Methods: A single center retrospective review of LVAD explant OHT cases was performed between the years 2014-2023. Patients were stratified into ssLVAD vs traditional sternotomy LVAD (sLVAD). Patient demographics, operative procedure, post-operative course, pathological data, laboratory values, short- and long-term outcomes were analyzed. Categorical data are presented as numbers with proportions and continuous variables as medians with interquartile ranges.
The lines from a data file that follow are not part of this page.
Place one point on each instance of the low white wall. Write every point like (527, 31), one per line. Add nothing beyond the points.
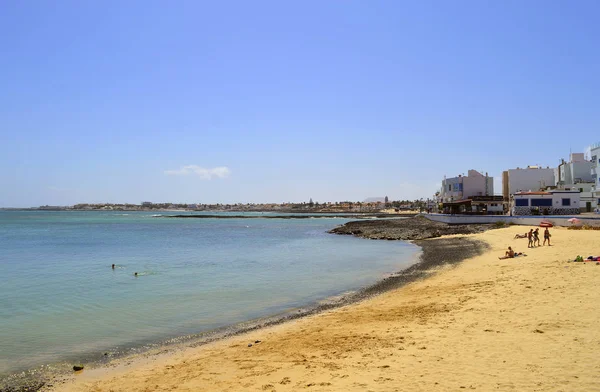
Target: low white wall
(556, 220)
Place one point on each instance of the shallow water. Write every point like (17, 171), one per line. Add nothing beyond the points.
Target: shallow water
(60, 298)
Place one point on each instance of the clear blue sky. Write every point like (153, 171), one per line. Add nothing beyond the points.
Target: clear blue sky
(272, 101)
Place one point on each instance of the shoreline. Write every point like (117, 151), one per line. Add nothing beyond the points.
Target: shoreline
(527, 324)
(428, 259)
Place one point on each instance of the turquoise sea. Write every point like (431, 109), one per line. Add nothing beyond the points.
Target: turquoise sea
(61, 302)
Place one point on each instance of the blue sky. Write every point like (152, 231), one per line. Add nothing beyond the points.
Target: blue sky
(271, 101)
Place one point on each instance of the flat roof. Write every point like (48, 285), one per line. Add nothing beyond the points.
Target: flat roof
(532, 193)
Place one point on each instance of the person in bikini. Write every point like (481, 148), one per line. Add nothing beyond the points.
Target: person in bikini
(547, 236)
(509, 254)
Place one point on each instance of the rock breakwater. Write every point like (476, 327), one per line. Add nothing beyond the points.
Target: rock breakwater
(411, 229)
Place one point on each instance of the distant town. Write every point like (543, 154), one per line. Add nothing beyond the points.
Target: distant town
(368, 206)
(572, 187)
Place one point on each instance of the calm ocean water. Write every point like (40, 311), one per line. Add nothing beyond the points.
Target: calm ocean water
(60, 299)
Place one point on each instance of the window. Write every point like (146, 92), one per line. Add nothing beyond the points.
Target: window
(541, 202)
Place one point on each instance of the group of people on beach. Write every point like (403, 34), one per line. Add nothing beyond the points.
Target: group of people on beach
(534, 238)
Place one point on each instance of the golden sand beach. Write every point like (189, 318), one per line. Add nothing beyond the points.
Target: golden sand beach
(525, 324)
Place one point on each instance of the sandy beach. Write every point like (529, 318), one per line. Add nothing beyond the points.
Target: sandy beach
(524, 324)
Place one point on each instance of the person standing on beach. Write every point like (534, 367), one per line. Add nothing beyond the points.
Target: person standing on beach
(547, 236)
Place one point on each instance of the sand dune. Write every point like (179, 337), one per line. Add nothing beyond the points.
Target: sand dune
(524, 324)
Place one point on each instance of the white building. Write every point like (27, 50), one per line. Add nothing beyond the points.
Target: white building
(464, 187)
(577, 170)
(555, 202)
(532, 178)
(595, 172)
(576, 175)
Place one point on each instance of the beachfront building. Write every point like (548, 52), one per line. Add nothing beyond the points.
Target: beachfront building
(532, 178)
(457, 193)
(595, 173)
(576, 175)
(554, 202)
(463, 187)
(577, 170)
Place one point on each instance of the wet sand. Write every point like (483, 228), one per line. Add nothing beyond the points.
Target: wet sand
(524, 324)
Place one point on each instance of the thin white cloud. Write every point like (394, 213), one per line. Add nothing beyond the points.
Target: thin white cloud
(203, 173)
(59, 189)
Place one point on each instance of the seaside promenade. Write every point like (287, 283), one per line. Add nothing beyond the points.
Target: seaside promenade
(523, 324)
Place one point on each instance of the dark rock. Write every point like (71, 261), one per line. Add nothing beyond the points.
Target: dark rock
(407, 229)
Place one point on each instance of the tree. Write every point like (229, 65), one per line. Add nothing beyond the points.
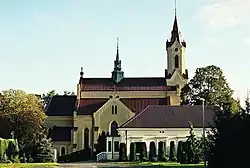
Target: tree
(23, 114)
(47, 97)
(228, 134)
(172, 155)
(209, 83)
(44, 152)
(193, 149)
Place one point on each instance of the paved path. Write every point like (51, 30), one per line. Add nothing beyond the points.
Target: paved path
(92, 165)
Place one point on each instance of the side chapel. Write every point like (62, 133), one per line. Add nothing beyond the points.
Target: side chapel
(104, 104)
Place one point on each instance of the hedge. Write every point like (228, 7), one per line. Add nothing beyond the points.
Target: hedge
(8, 149)
(77, 156)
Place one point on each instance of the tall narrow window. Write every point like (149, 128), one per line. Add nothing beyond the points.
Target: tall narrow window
(115, 109)
(114, 127)
(62, 151)
(86, 138)
(50, 131)
(176, 61)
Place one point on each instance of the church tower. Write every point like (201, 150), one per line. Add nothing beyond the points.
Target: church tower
(117, 74)
(176, 72)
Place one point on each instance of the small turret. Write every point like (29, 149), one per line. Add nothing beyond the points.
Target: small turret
(117, 74)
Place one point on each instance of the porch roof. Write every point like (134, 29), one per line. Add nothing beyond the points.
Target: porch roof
(162, 116)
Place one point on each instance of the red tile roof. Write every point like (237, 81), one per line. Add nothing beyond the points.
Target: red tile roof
(126, 84)
(138, 104)
(89, 106)
(160, 116)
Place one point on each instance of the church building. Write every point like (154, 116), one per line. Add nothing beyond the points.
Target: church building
(102, 105)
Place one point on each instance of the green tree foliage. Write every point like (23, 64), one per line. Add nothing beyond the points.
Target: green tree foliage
(193, 148)
(209, 83)
(172, 155)
(152, 150)
(46, 97)
(44, 152)
(23, 114)
(229, 141)
(123, 152)
(132, 152)
(179, 150)
(161, 152)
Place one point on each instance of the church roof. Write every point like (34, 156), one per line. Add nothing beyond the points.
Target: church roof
(61, 133)
(126, 84)
(162, 116)
(88, 106)
(61, 106)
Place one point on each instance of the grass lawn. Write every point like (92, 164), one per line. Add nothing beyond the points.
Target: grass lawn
(29, 165)
(161, 164)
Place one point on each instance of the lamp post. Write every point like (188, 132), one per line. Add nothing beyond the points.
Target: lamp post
(203, 130)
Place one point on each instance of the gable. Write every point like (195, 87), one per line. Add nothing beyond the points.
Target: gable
(61, 106)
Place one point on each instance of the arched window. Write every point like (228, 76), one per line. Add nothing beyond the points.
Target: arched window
(114, 127)
(86, 138)
(50, 131)
(176, 61)
(62, 151)
(114, 109)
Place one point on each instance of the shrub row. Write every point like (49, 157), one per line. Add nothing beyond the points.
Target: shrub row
(77, 156)
(8, 150)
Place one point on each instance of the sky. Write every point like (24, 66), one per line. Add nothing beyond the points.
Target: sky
(44, 43)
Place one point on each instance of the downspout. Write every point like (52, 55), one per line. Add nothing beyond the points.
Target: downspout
(92, 135)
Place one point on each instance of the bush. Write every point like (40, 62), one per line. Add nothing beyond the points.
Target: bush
(179, 151)
(152, 150)
(123, 152)
(9, 150)
(143, 152)
(132, 152)
(172, 155)
(77, 156)
(183, 156)
(161, 152)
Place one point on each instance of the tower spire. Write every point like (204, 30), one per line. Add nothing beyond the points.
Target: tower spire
(117, 74)
(81, 73)
(175, 8)
(117, 51)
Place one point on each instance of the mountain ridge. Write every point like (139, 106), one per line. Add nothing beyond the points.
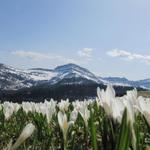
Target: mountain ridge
(13, 79)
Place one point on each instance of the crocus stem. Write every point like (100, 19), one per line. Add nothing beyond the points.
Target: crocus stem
(65, 142)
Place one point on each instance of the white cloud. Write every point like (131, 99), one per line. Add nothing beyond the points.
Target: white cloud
(86, 53)
(128, 55)
(37, 56)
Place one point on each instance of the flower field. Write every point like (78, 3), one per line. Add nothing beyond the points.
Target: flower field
(105, 123)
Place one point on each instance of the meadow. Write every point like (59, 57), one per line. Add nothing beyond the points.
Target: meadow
(107, 123)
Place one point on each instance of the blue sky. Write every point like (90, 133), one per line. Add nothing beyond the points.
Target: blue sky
(109, 37)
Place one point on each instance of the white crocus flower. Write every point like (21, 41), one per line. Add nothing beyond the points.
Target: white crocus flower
(106, 98)
(8, 110)
(74, 115)
(145, 108)
(64, 124)
(63, 105)
(130, 110)
(117, 109)
(85, 113)
(26, 133)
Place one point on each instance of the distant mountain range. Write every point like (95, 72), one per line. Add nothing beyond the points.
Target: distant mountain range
(69, 74)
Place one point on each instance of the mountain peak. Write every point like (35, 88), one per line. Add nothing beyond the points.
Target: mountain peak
(67, 66)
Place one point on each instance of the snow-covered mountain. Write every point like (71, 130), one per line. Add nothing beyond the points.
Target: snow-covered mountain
(13, 79)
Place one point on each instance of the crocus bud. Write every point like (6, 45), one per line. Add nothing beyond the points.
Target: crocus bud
(26, 133)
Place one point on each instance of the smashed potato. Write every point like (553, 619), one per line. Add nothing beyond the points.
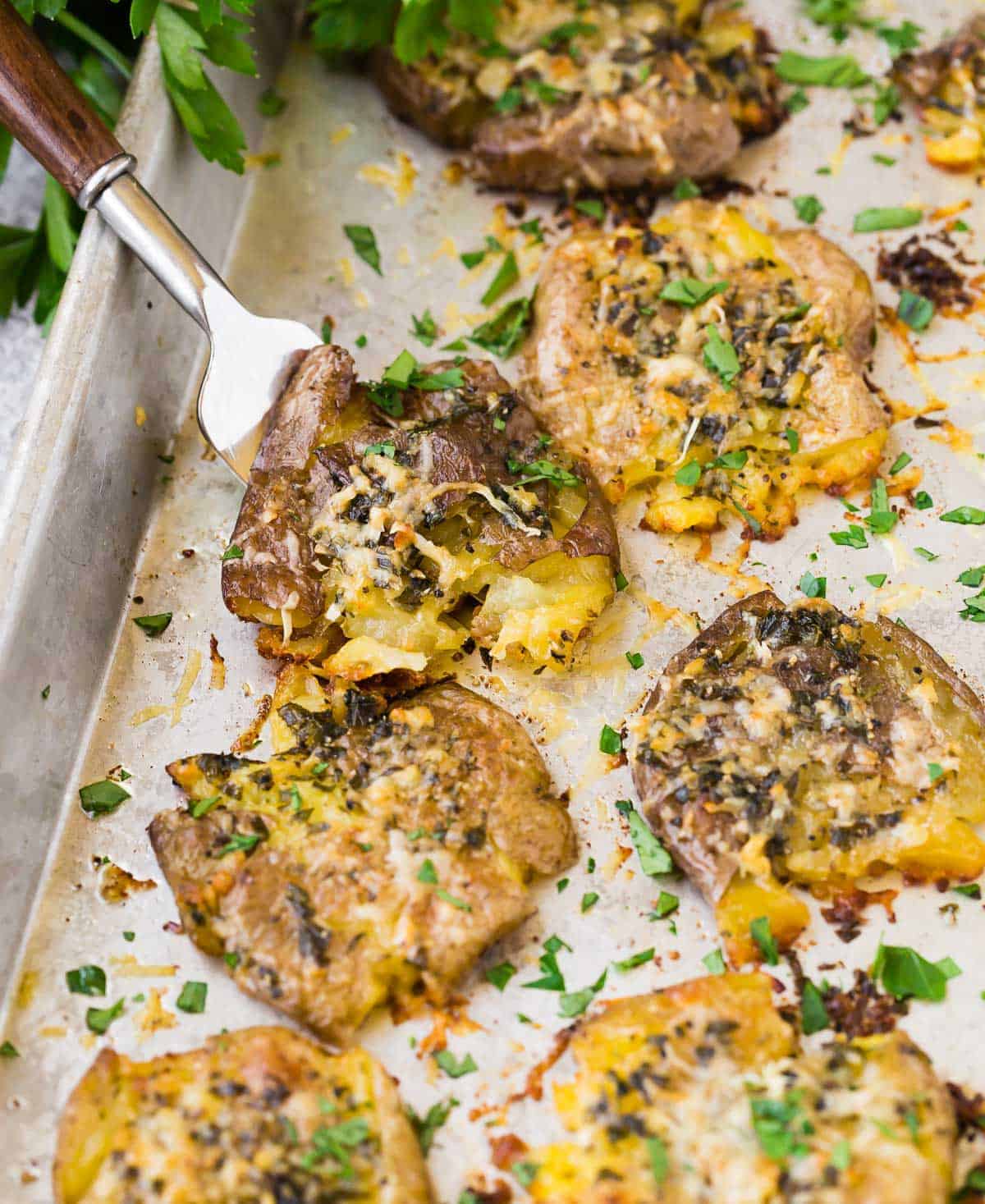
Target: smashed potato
(949, 83)
(719, 365)
(602, 95)
(795, 744)
(702, 1092)
(253, 1115)
(377, 854)
(389, 523)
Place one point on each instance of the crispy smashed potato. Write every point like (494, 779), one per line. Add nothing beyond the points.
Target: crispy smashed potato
(377, 854)
(949, 83)
(605, 95)
(719, 365)
(702, 1092)
(386, 525)
(795, 744)
(252, 1116)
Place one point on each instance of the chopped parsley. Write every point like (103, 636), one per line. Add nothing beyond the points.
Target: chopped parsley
(690, 293)
(914, 309)
(610, 740)
(885, 218)
(101, 797)
(191, 997)
(813, 587)
(153, 624)
(763, 935)
(364, 245)
(87, 980)
(98, 1020)
(814, 1015)
(505, 278)
(714, 962)
(654, 858)
(453, 1067)
(809, 208)
(905, 974)
(720, 356)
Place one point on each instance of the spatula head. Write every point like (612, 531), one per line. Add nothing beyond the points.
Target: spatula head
(252, 360)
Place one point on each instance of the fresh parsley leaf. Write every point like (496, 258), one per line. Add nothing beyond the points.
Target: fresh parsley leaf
(453, 1067)
(427, 1127)
(885, 218)
(153, 624)
(191, 998)
(837, 71)
(101, 797)
(364, 245)
(610, 740)
(654, 858)
(505, 332)
(87, 980)
(505, 278)
(809, 208)
(966, 515)
(720, 356)
(690, 293)
(714, 962)
(814, 1015)
(915, 311)
(98, 1020)
(905, 974)
(813, 587)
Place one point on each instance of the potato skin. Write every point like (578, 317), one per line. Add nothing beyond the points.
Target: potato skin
(882, 673)
(621, 373)
(686, 116)
(337, 541)
(671, 1086)
(135, 1129)
(395, 840)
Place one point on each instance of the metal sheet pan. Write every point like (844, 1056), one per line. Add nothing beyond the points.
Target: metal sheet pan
(95, 518)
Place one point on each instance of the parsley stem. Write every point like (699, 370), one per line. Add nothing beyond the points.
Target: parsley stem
(98, 43)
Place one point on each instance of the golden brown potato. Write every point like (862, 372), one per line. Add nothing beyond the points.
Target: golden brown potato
(702, 1093)
(405, 520)
(605, 95)
(795, 744)
(719, 365)
(255, 1115)
(373, 858)
(949, 83)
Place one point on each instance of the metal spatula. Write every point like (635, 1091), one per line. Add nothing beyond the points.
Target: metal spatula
(250, 358)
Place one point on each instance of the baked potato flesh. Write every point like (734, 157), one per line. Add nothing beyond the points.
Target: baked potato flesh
(719, 365)
(253, 1115)
(702, 1092)
(373, 858)
(402, 535)
(795, 744)
(606, 95)
(949, 83)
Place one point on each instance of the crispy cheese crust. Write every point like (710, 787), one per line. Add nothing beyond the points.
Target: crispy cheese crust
(373, 858)
(606, 95)
(402, 535)
(637, 384)
(793, 743)
(255, 1115)
(949, 83)
(702, 1093)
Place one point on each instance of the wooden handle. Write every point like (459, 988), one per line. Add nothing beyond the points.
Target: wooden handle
(45, 111)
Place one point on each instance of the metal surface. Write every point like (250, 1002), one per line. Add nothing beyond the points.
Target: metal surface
(250, 358)
(89, 503)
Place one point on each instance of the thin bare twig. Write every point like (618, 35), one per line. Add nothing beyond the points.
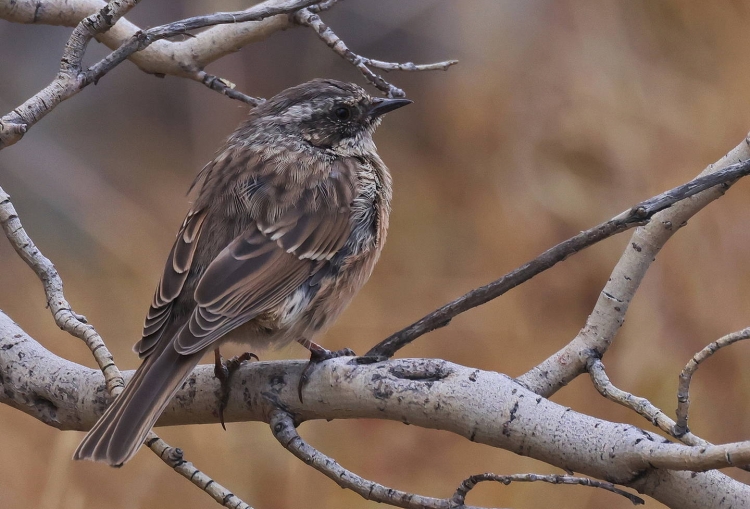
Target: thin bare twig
(639, 405)
(227, 88)
(283, 428)
(308, 18)
(468, 484)
(635, 216)
(72, 79)
(76, 325)
(64, 316)
(173, 457)
(686, 376)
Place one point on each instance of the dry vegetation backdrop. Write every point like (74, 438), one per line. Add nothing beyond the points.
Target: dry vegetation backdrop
(560, 115)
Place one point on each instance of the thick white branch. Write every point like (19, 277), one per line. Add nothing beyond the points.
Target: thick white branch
(608, 314)
(483, 406)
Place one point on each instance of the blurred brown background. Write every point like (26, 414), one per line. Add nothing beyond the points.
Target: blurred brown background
(561, 114)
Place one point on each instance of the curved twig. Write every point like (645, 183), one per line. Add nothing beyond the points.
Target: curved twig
(683, 390)
(310, 19)
(72, 79)
(469, 483)
(76, 325)
(635, 216)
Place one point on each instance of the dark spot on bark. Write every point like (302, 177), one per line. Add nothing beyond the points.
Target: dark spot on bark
(422, 372)
(506, 424)
(382, 391)
(278, 383)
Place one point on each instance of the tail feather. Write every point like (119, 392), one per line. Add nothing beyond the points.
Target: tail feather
(119, 433)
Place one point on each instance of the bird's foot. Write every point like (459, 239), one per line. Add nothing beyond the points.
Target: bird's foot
(223, 371)
(318, 354)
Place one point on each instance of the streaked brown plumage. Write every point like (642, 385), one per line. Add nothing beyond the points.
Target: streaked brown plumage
(288, 222)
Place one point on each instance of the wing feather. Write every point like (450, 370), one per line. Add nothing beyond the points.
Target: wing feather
(292, 232)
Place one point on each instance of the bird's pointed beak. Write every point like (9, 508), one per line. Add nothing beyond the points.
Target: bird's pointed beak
(381, 106)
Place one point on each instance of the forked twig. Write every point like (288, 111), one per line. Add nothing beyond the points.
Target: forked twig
(686, 376)
(310, 19)
(283, 428)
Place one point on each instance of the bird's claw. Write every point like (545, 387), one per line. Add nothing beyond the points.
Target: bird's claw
(223, 371)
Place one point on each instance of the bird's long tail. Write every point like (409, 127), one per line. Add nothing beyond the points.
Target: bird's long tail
(119, 433)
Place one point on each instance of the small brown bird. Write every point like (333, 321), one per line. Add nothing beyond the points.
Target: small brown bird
(288, 222)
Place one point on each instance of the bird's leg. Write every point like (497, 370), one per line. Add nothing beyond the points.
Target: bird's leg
(223, 371)
(318, 354)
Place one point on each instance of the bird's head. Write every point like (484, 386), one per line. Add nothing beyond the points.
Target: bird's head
(324, 114)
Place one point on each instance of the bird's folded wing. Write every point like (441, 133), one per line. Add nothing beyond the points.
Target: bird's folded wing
(265, 264)
(172, 280)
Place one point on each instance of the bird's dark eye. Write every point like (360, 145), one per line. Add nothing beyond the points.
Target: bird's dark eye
(342, 112)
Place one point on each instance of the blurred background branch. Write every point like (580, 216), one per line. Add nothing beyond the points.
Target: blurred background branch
(562, 113)
(485, 407)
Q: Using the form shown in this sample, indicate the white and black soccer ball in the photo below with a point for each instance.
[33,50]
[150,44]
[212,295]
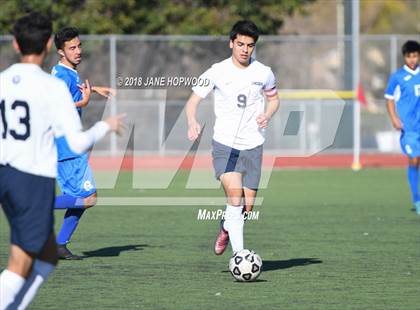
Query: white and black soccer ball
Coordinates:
[245,265]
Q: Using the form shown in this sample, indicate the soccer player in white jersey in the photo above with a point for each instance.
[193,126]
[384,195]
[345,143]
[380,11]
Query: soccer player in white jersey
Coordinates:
[239,84]
[35,108]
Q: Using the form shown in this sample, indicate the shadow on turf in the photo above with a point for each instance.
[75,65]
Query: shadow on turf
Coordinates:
[290,263]
[114,250]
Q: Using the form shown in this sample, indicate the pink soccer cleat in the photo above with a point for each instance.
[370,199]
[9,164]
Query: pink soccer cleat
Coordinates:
[222,241]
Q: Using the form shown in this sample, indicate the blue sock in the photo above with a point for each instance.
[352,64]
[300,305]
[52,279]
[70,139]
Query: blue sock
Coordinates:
[67,202]
[413,181]
[71,220]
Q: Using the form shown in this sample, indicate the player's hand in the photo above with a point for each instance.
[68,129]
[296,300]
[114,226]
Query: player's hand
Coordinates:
[106,92]
[86,91]
[116,123]
[396,122]
[262,120]
[194,130]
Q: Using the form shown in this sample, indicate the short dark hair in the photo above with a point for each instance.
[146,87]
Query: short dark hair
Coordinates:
[410,47]
[32,32]
[246,28]
[64,35]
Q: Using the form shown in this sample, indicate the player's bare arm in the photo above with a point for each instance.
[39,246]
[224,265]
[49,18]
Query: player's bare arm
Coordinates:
[86,90]
[104,91]
[194,128]
[396,122]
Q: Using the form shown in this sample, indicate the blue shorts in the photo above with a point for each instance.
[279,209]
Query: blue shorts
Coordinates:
[28,202]
[410,143]
[75,177]
[246,162]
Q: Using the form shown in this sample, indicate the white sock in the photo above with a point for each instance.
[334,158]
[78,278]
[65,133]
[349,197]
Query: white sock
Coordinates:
[40,272]
[10,285]
[234,224]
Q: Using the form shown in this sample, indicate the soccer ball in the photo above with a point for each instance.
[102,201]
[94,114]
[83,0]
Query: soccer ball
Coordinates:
[245,265]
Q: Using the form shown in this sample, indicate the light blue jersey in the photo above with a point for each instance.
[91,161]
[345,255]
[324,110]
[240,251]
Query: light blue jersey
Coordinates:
[404,89]
[74,174]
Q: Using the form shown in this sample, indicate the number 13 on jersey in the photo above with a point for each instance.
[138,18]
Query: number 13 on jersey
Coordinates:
[24,130]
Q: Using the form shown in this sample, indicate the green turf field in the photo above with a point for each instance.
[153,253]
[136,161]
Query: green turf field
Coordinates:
[329,239]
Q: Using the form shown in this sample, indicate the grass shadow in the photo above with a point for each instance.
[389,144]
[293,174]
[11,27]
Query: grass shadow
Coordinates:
[114,250]
[269,265]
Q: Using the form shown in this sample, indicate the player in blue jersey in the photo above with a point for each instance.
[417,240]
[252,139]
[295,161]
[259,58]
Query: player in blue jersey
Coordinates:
[403,104]
[75,177]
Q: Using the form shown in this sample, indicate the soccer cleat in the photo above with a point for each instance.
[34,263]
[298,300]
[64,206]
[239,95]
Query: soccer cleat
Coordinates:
[417,207]
[222,240]
[64,253]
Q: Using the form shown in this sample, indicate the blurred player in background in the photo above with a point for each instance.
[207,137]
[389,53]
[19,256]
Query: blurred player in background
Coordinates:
[35,108]
[403,104]
[75,177]
[239,83]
Results:A total of 81 patients (69 sLVAD, 12 ssLVAD) were included in the analysis. There were no differences in demographic or baseline characteristics between the cohorts. There were no differences in operative time, cardiopulmonary bypass time, however sLVAD patients trended towards requiring higher intraoperative pRBC transfusions (6 vs 2, p.18). Rates of post-operative surgical site infections were similar between cohorts (8.6% vs 10.1%, p=.46). There were no differences in rates of major post-operative complications including renal failure (p=.53), cardiac arrest (p=.48), or cerebrovascular accident (p=.06). There was no difference in 30-day survival between patients who underwent either sLVAD (92.7%) or ssLVAD (100%) (p=.24) (Figure 1)
Conclusion:
LVAD explant and OHT are feasible after ssLVAD with comparable rates of major perioperative complications and similar 30-day mortality. OHT after ssLVAD and may have a trend towards less blood product transfusion requirements and potentially improved 30-day survival.